Five men turned the corner, not two blocks down in the direction of the train whistle. Annie glanced at them, then away. They were hard city types, strutting themselves. She'd been taught to pay them no mind, and she did. Jeff was so different from the likes of those. Annie stood and slid around to put Da between her and the leering men. She tried to keep her eyes down, like Ma said, to fix them on the new stove, but her glance kept flitting to the men. Their stares were hard on her. As if, as if... she didn't know what made men look like that. Then she saw that three of them carried clubs.
"Da, can we go?"
"The mule's not back, child." But Da's eyes were also drawn to the men. "I'll talk to Damon," Da said. He took two steps sideways to the door, not facing the coming men, not turning his back on them either. "Damon, can you watch me box?"
"Sure," came from inside.
"We can do better," came from behind Annie.

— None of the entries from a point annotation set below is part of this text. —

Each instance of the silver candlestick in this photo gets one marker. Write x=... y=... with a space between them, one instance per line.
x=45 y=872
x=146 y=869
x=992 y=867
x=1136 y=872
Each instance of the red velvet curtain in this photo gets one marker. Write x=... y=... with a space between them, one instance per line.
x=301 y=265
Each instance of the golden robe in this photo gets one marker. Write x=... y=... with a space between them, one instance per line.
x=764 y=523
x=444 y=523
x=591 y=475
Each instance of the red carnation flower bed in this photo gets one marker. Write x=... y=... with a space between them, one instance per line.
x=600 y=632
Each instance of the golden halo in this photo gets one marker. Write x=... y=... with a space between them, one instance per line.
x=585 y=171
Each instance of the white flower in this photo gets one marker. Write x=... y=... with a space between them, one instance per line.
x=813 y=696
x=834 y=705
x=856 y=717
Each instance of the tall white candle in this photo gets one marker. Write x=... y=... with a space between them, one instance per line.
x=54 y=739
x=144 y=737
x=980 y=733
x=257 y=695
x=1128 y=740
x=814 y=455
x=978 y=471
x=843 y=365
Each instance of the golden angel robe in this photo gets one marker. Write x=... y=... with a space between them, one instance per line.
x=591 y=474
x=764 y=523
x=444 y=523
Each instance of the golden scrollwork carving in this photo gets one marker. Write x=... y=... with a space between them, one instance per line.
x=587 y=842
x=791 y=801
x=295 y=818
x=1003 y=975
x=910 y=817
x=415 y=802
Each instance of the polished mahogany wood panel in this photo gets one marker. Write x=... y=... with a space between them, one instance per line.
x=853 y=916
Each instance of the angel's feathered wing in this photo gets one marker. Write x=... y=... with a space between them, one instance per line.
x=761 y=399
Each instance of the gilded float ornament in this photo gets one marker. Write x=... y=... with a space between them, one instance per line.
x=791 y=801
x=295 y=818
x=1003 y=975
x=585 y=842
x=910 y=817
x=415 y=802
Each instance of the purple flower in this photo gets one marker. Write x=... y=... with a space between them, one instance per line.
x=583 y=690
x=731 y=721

A hand grabbed her shoulder, whirled her around. A man was in her face. Tall, blond—and drunk. "I can take care of you myself," came at her in a nauseating wash of breath and throaty demand.
Annie pushed, tried to shove him away. "I don't need your help. Da!"
Da reached for her assailant, but a club came down on his shoulder. "You don't want to interrupt, now do you, you dirt-eating farmer. The girl's a might muddy for your tastes, Han, but she's in your hand." The man at the end of the club laughed.
All five of them were here now. Two with clubs threatened Da. Two more watching Damon, who'd come from his shop but got no farther than the door. And the fifth. A knife had appeared in his hand; it weaved in the air just below Annie's breasts. "A bit overdressed for this warm day, huh, fellows?"
His knife slit up her bodice. As he clipped the top, both sides fell open, exposing her breasts. His other hand was pulling up her skirt, pawing her thighs. Annie tried to push his hand down, hold her top up. "Da," she whimpered.
"Annie," came from Da explosively as a club took him full in the stomach.
"You know, I don't think her old man is enjoying this nearly enough." A second club took Da in the head; he collapsed to the ground. "Smile, old man," one said and kicked Da.